Coca-Cola Co. (NYSE: KO) on Tuesday reported its fourth-quarter earning results, beating analysts’ estimates after the company increased the price of beverages and cut a $3 billion cost.
The beverage giant posted a profit of $1.24 billion, or 28 cents a share, compared to $770 million, or 17 cents a share a year earlier. Excluding some items, the earnings were 38 cents a share, beating analysts’ estimated of 37 cents on average.
Atlanta-based company had been struggling overseas in the recent years. Especially in emerging markets, for example, China’s economy is slowing; Russia and Brazil were in recession. The beverage company also didn’t do well in Europe and Japan, where consumer demand is slowing. The profit was also hit by the weak foreign currencies and strong dollar.

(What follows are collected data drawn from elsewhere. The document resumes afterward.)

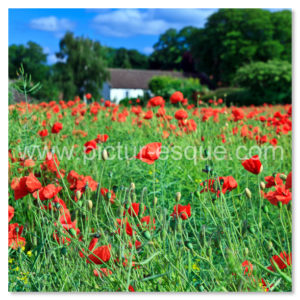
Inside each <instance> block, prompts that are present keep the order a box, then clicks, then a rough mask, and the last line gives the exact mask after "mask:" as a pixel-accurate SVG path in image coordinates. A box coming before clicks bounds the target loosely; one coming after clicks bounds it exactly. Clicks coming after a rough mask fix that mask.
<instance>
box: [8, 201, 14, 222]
mask: <svg viewBox="0 0 300 300" xmlns="http://www.w3.org/2000/svg"><path fill="white" fill-rule="evenodd" d="M14 214H15V209H14V208H13V207H12V206H10V205H8V223H9V222H10V221H11V219H12V218H13V217H14Z"/></svg>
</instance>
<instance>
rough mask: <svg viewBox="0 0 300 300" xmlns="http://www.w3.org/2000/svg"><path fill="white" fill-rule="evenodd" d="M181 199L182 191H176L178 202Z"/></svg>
mask: <svg viewBox="0 0 300 300" xmlns="http://www.w3.org/2000/svg"><path fill="white" fill-rule="evenodd" d="M180 199H181V193H180V192H177V193H176V196H175V200H176V202H179V201H180Z"/></svg>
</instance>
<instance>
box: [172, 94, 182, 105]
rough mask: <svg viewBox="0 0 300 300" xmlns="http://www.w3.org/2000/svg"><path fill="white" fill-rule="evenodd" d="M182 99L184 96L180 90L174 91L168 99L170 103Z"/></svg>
mask: <svg viewBox="0 0 300 300" xmlns="http://www.w3.org/2000/svg"><path fill="white" fill-rule="evenodd" d="M183 99H184V97H183V94H182V93H181V92H175V93H173V94H172V95H171V97H170V101H171V103H172V104H176V103H178V102H182V100H183Z"/></svg>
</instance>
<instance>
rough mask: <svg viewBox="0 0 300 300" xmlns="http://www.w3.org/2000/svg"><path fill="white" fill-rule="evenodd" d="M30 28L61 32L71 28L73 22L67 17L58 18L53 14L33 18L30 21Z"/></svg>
mask: <svg viewBox="0 0 300 300" xmlns="http://www.w3.org/2000/svg"><path fill="white" fill-rule="evenodd" d="M30 27H31V28H32V29H37V30H42V31H49V32H54V33H55V32H62V31H67V30H72V29H74V27H75V24H74V23H73V22H71V21H70V20H68V19H64V18H63V19H58V18H56V17H54V16H50V17H44V18H38V19H33V20H31V21H30Z"/></svg>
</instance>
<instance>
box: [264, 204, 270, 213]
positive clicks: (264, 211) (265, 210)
mask: <svg viewBox="0 0 300 300" xmlns="http://www.w3.org/2000/svg"><path fill="white" fill-rule="evenodd" d="M263 211H264V213H266V214H267V213H269V208H268V206H267V205H264V206H263Z"/></svg>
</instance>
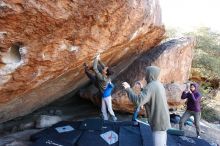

But the company offset the weakness by raising prices and cost cuts. The company accelerated its refranchising and expects to refranchise its North America bottling operations by the end of 2017, three years earlier than expected.The beverage giant also targets a $3 billion in cost cuts by 2019. The earning report also said that 7% growth in Coca-Cola Zero offset a 5% decline in Diet coke.
“The company is clearly working hard to realign their business model with the current reality that they’re facing,” said Vivien Azer, an analyst at Cowen & Co. “The volume environment still feels a bit lackluster to me.”
Coca-Cola shares rose 1.41% to $43.24 at 3:58 p.m. in New York. The shares had gain 1.8 percent last year.